Alright, I’ve done some digging around various journals of science and books and so on and this is what I’ve determined:
Eagles do not have stereoscopic vision due to the placement of their eyes; however they do have some of the best vision in nature and are capable of amazing things (studies suggest that some eagles can spot an animal the size of a rabbit up to two miles away).
Now, if these birds don’t have stereoscopic vision then there must be some sort of system they use to gauge distance unrelated to the structure of their eyes.
I have found out the following about eagle eye structure in general which is: " In part, eagles have excellent vision because their eyes, which are very large in proportion to their heads, are densely packed with sensory cells. While humans typically have 200,000 light-sensitive cells per square millimeter of retina, eagles may have 1 million – five times more. Similarly, while humans have only one fovea, a funnel-shaped part of the retina where vision is sharpest, eagles have two. Finally, where people see just three basic colors, eagles see five, enabling them to pick out even well-camouflaged prey"
However this some how doesn’t quite answer my question completely that being: Is eagle vision stereoscopic?
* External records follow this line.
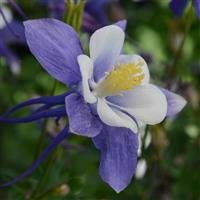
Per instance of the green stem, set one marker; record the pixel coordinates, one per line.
(174, 66)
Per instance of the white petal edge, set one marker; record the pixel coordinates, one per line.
(106, 40)
(8, 16)
(86, 68)
(113, 117)
(141, 169)
(105, 47)
(146, 103)
(124, 59)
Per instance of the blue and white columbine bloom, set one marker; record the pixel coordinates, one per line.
(110, 98)
(11, 32)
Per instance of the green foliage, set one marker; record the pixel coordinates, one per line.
(72, 172)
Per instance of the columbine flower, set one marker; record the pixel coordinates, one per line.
(112, 97)
(11, 32)
(94, 15)
(178, 6)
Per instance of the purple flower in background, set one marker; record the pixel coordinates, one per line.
(94, 15)
(112, 98)
(178, 6)
(11, 32)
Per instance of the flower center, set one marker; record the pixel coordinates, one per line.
(123, 77)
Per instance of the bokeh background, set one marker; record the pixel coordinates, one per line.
(171, 152)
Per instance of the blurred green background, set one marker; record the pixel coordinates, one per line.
(173, 156)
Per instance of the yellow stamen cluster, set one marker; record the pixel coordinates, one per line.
(123, 77)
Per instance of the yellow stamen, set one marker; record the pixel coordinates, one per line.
(123, 77)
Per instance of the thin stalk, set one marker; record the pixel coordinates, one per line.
(174, 66)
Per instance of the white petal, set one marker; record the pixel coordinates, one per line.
(113, 117)
(8, 16)
(105, 46)
(141, 169)
(146, 103)
(86, 68)
(124, 59)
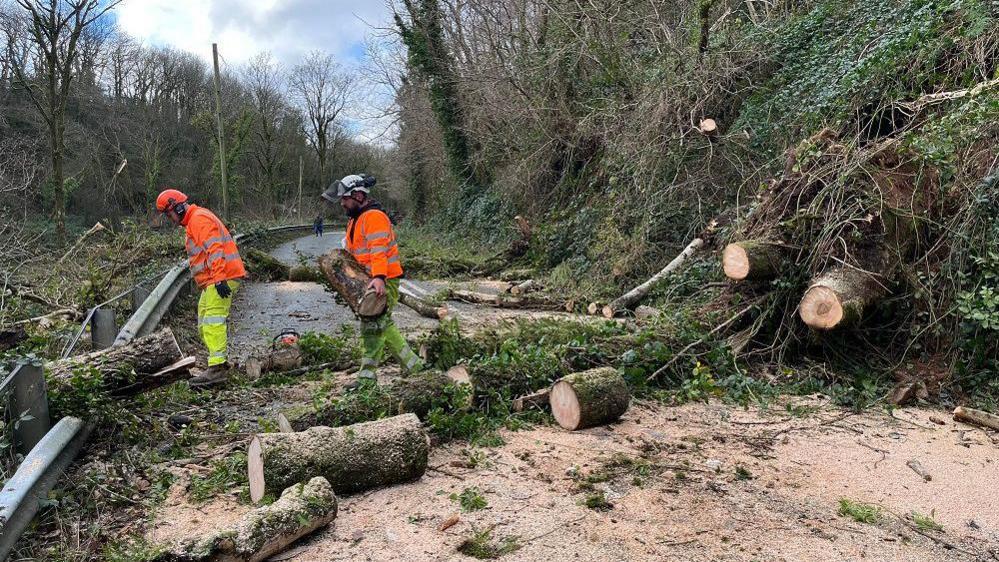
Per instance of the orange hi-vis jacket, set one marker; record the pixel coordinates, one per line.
(371, 240)
(211, 252)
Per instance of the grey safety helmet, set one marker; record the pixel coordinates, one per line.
(347, 186)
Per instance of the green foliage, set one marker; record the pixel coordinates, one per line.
(470, 499)
(227, 475)
(323, 348)
(597, 501)
(859, 512)
(480, 545)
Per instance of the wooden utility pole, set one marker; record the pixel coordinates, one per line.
(301, 171)
(218, 113)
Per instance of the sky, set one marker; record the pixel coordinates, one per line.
(242, 28)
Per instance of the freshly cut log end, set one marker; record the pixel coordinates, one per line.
(352, 458)
(589, 398)
(302, 509)
(751, 260)
(838, 298)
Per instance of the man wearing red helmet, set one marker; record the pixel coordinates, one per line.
(216, 266)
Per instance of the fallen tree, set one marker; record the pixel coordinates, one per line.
(264, 266)
(752, 259)
(352, 458)
(301, 510)
(145, 363)
(589, 398)
(838, 298)
(415, 394)
(350, 280)
(422, 307)
(634, 296)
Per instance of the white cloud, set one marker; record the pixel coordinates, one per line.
(243, 28)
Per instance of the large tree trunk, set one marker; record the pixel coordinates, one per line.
(128, 369)
(264, 266)
(634, 296)
(353, 458)
(422, 307)
(751, 259)
(589, 398)
(265, 531)
(350, 280)
(838, 298)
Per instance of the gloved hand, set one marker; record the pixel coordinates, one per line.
(223, 288)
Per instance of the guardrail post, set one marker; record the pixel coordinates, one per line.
(139, 296)
(103, 328)
(28, 397)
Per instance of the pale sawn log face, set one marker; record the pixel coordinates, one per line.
(353, 458)
(589, 398)
(350, 280)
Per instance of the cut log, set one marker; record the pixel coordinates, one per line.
(537, 399)
(751, 259)
(525, 287)
(643, 312)
(352, 458)
(301, 510)
(283, 359)
(708, 128)
(145, 363)
(422, 307)
(977, 417)
(516, 275)
(839, 297)
(265, 266)
(350, 280)
(304, 273)
(634, 296)
(589, 398)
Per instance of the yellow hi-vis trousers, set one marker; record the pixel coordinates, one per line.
(213, 313)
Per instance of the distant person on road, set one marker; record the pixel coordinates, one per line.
(371, 240)
(216, 266)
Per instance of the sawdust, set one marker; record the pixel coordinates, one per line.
(691, 503)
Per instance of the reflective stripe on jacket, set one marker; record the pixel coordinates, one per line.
(212, 254)
(371, 240)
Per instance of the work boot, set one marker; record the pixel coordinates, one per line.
(216, 374)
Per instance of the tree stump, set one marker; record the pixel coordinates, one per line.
(589, 398)
(352, 458)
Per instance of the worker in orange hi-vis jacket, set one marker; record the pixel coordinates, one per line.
(216, 266)
(371, 240)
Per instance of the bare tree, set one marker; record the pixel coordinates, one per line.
(323, 90)
(54, 28)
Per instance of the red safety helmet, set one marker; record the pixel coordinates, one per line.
(168, 198)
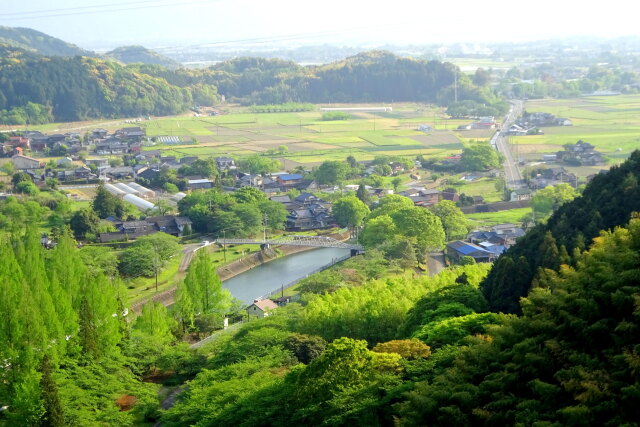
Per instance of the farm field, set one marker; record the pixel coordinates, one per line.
(308, 138)
(610, 123)
(514, 216)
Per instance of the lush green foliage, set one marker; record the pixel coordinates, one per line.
(335, 115)
(148, 254)
(81, 88)
(349, 211)
(479, 156)
(239, 214)
(550, 198)
(570, 359)
(372, 312)
(607, 202)
(453, 220)
(106, 204)
(201, 292)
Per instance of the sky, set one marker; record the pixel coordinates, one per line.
(101, 24)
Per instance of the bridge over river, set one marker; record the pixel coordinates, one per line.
(295, 240)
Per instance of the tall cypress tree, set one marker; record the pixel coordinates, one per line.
(53, 415)
(87, 334)
(204, 286)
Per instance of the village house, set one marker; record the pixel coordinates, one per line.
(133, 134)
(131, 230)
(289, 180)
(120, 172)
(450, 194)
(509, 232)
(197, 184)
(458, 249)
(580, 153)
(422, 196)
(99, 133)
(307, 212)
(552, 176)
(225, 163)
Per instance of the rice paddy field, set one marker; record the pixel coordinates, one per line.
(310, 140)
(610, 123)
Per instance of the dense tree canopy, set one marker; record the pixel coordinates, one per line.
(479, 156)
(607, 201)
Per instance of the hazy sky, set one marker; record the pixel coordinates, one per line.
(155, 23)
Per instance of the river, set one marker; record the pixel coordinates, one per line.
(265, 278)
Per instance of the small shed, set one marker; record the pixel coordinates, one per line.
(261, 308)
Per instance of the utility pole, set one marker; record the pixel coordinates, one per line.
(224, 244)
(264, 228)
(155, 264)
(455, 86)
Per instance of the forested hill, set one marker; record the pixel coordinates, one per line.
(608, 201)
(78, 88)
(375, 76)
(133, 54)
(41, 43)
(41, 89)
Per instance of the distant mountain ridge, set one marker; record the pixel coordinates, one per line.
(40, 43)
(135, 54)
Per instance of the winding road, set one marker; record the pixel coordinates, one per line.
(513, 176)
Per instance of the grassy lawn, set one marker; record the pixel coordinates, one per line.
(492, 218)
(485, 187)
(144, 287)
(310, 140)
(610, 123)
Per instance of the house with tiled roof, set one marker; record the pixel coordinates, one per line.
(261, 308)
(458, 249)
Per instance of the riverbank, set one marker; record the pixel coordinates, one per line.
(262, 257)
(237, 267)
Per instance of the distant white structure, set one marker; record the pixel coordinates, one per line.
(143, 191)
(138, 202)
(124, 187)
(115, 190)
(358, 109)
(178, 196)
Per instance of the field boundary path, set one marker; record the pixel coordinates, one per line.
(513, 176)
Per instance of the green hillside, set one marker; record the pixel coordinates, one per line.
(40, 43)
(134, 54)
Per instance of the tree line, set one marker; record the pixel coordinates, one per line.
(78, 88)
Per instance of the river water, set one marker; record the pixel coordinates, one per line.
(265, 278)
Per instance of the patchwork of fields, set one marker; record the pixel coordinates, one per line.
(610, 123)
(310, 140)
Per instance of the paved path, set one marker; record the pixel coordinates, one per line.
(513, 176)
(166, 297)
(216, 335)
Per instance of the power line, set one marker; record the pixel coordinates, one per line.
(105, 9)
(75, 8)
(261, 40)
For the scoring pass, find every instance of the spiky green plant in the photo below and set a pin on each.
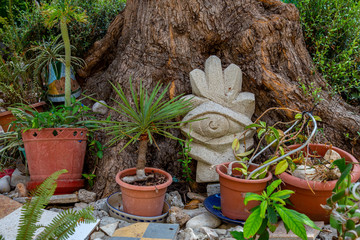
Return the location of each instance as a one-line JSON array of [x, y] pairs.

The Britannica says that Eagles are of the “… family Accipitridae (order Falconiformes)” and says of the falconiformes:
“The eyes are globose and move little in their sockets. To see behind it, a falconiform must rotate its head. The focal length is adjustable by muscles controlling the curvature of the lens. Forward binocular vision is through 35–50° of arc. The proverbially high resolving power of hawks’ eyes depends partly on a large image on the retina, partly on the concentration of rods and cones. There are two foveae (areas of high visual acuity), one laterally directed for monocular vision, the other forward, for binocular vision; in each fovea the visual cells are still more concentrated, providing resolving power up to eight times that of the human eye. There is a screenlike pecten, which may cast a lattice-like shadow on the retina, permitting good perception of shape of moving objects. The iris in many adults is yellow, red, or orange.”
Eagles have slightly stereoscopic vision, like most birds. There is some degree of overlap between the fields of vision, but it’s not as great as in humans or owls. This is made worse because the eyes can’t swivel around to focus on a specific object. I’m not sure how well their brains are able to translate this overlap into 3d images.
However it doesn’t matter much. Eagles mostly need to see things a long way away. Like you said, a few miles. Even in animals with stereoscopic vision it’s useless as a rangefinder at this distance. The triangulation length is relative to the distance of the base, and with eyes a few inches apart it doesn’t need distance much for the system to be useless. In fact anything over about 40’ is too far for human eyes to judge distance using binocular vision. After that we just use relative sizes, which is exactly what eagles would use.
Ever see those optical illusions with with the whacky room? You know the tiny room with the oddly sloping walls where as the person goes back a few feet it looks like the have travelled a dozen yards? The reason this works is because at range we judge distance by relative size and perspective, not by using binocular vision. Place a small man next to a tiny horse under a low roof and in the absence of other visuals clues we think he’s big if we are more than 40’ away. Closer than that we can judge size and distance directly
I’ve read that chameleons can determine distance on the basis of focal length (their eyes change shape to focus on an object, and so by knowing how much their eyes change shape they know what the distance is), but I don’t whether that’s true. Actually, humans can probably do it to some extent.
That isn’t particularly true. Predatory birds usually have about the same degree of binocular vision as herbivores. Ditto for mammals, reptiles and fish.